The rights group said in a report that victims were accused of being supporters of the Oromo Liberation Army, the breakaway armed wing of the Oromo Liberation Front, which the government had previously declared a terrorist movement but which has been unbanned by Prime Minister Abiy Ahmed.
“Security forces have continued to violate human rights despite reforms introduced by Prime Minister Abiy Ahmed, and this is due to widespread impunity and lack of accountability for those violations,” Amnesty International’s Ethiopia researcher Fisseha Tekle said.
The Ethiopian army, the prime minister’s office and the Oromiya and the Amhara police did not immediately respond to requests for comment.
Daniel Bekele, the head of Ethiopia’s human rights commission, told Reuters that Amnesty’s findings “should be taken very seriously”.
Abiy has brought in reforms that included removing a ban on political parties, releasing political prisoners and welcoming home exiled militant groups such as the Oromo Liberation Front.
But the new freedoms have also meant long-repressed tensions have surged between the country’s many ethnic groups.
Since December 2018 the Ethiopian army has been deployed in Western and Southern Oromiya to combat an insurgency by the Oromo Liberation Army.

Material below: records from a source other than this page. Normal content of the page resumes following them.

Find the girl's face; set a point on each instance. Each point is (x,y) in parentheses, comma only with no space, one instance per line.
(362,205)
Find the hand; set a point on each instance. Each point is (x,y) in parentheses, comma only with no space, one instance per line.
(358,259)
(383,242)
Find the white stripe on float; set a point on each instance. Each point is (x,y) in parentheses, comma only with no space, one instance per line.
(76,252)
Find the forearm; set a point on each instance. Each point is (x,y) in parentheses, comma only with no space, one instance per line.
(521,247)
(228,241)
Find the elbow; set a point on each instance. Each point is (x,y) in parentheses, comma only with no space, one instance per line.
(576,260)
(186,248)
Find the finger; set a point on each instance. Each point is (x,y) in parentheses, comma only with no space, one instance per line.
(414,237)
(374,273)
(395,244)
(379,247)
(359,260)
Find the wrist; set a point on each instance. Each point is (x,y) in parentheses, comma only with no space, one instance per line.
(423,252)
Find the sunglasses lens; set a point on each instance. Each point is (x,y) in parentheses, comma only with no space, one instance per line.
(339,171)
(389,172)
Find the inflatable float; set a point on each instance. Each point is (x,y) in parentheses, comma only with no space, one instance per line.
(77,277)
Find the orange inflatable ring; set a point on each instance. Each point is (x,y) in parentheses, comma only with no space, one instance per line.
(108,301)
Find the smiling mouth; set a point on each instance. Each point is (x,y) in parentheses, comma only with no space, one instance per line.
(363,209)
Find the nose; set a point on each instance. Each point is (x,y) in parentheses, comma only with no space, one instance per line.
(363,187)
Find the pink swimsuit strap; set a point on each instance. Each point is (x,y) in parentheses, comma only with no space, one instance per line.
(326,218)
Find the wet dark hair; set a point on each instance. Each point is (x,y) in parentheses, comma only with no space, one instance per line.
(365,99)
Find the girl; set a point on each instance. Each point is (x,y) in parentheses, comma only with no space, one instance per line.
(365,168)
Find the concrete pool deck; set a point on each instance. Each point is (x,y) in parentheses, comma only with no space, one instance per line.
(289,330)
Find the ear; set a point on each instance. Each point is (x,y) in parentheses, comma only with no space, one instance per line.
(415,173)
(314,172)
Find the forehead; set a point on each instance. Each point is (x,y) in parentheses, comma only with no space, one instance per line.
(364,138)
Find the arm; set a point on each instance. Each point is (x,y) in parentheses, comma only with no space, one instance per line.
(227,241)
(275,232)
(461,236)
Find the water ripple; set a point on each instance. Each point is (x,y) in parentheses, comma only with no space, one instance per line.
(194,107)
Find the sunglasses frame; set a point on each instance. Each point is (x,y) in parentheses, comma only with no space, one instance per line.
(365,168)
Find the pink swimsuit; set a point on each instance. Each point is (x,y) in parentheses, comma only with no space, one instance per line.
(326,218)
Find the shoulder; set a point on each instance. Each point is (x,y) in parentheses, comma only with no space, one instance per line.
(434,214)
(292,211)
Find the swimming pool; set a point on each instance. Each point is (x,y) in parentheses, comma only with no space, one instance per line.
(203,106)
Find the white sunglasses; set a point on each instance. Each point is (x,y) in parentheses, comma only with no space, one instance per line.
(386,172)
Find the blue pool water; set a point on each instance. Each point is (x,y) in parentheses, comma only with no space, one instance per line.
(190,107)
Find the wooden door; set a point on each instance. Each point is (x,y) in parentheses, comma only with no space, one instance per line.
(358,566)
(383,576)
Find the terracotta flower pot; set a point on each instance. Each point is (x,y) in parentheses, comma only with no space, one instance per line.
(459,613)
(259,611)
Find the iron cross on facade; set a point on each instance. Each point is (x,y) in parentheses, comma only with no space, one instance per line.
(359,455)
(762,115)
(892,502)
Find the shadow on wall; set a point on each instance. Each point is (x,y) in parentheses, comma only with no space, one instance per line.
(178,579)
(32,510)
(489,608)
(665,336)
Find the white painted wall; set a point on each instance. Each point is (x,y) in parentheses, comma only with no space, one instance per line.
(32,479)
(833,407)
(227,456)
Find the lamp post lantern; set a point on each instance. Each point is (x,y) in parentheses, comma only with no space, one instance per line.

“The report is further proof that the new administration has not parted ways with the practice of forcefully stifling dissent, committing egregious human rights violations and carrying out extrajudicial killings,” the Oromo Liberation Front and the Oromo Federalist Congress, an opposition party, said in a joint statement, calling on the government to investigate the findings.
Based on interviews with 80 victims or direct witnesses of violence, Amnesty’s report said the Ethiopian army and regional security forces in Amhara and Oromiya were involved in inter- ethnic killings, mass arbitrary detentions and rape.